Technische Prüfwerkzeuge können Hinweise liefern, ersetzen aber keine echte Nutzungskontrolle. Tastaturbedienung, Vergrößerung, Smartphone-Darstellung und verständliche Texte sollten praktisch getestet werden. CGN Medienservice unterstützt Unternehmen in Bonn, Köln und der Region dabei, Barrieren zu erkennen und Webseiten schrittweise besser bedienbar zu machen.

Barrierefreiheit als dauerhafte Aufgabe

Das BFSG schafft einen konkreten Anlass, digitale Angebote genauer zu betrachten.
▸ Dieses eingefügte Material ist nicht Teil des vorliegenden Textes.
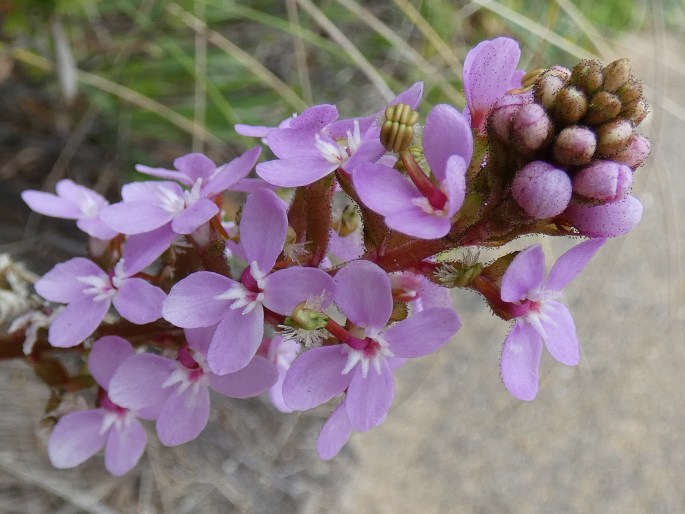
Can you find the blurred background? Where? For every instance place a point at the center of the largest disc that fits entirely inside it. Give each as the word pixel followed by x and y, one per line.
pixel 89 88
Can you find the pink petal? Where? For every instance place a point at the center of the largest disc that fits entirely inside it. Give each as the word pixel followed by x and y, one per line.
pixel 124 447
pixel 446 133
pixel 606 220
pixel 51 205
pixel 139 301
pixel 561 339
pixel 423 333
pixel 137 382
pixel 263 228
pixel 189 219
pixel 191 302
pixel 315 377
pixel 363 294
pixel 520 361
pixel 334 434
pixel 77 321
pixel 135 217
pixel 525 274
pixel 76 438
pixel 488 70
pixel 60 284
pixel 231 173
pixel 195 166
pixel 295 171
pixel 369 399
pixel 236 340
pixel 384 190
pixel 106 356
pixel 183 417
pixel 285 289
pixel 571 263
pixel 254 379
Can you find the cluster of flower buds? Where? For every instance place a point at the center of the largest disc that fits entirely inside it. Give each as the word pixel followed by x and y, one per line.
pixel 340 264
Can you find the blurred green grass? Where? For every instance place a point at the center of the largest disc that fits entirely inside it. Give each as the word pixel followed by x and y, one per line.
pixel 220 62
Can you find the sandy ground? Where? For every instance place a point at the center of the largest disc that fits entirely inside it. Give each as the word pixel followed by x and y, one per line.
pixel 602 437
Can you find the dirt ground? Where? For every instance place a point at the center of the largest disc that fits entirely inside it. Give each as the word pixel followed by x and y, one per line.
pixel 602 437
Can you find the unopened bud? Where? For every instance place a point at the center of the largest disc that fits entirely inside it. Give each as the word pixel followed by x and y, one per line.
pixel 635 153
pixel 541 190
pixel 548 85
pixel 613 137
pixel 575 146
pixel 630 91
pixel 606 181
pixel 397 131
pixel 570 105
pixel 636 112
pixel 603 107
pixel 616 74
pixel 588 76
pixel 531 128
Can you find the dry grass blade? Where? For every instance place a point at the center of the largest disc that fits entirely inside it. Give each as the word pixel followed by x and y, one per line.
pixel 357 57
pixel 126 94
pixel 404 48
pixel 450 58
pixel 241 56
pixel 535 28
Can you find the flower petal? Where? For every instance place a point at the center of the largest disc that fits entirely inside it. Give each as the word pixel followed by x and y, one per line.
pixel 254 379
pixel 571 263
pixel 285 289
pixel 525 274
pixel 423 333
pixel 124 447
pixel 76 438
pixel 334 434
pixel 77 321
pixel 139 301
pixel 369 399
pixel 560 331
pixel 263 228
pixel 184 416
pixel 520 361
pixel 315 377
pixel 363 294
pixel 137 382
pixel 191 302
pixel 106 356
pixel 236 340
Unabhängig von der individuellen Verpflichtung profitieren KMU von klaren, robusten und zugänglichen Webseiten. Wer jetzt mit den wichtigsten Kundenwegen beginnt, verbessert nicht nur die Barrierefreiheit, sondern häufig auch Nutzererlebnis und Conversion.

Hinweis: Dieser Beitrag dient der allgemeinen Information und stellt keine Rechtsberatung dar. Ob und in welchem Umfang das BFSG auf ein konkretes Angebot anzuwenden ist, sollte durch eine entsprechend qualifizierte Rechtsberatung geprüft werden.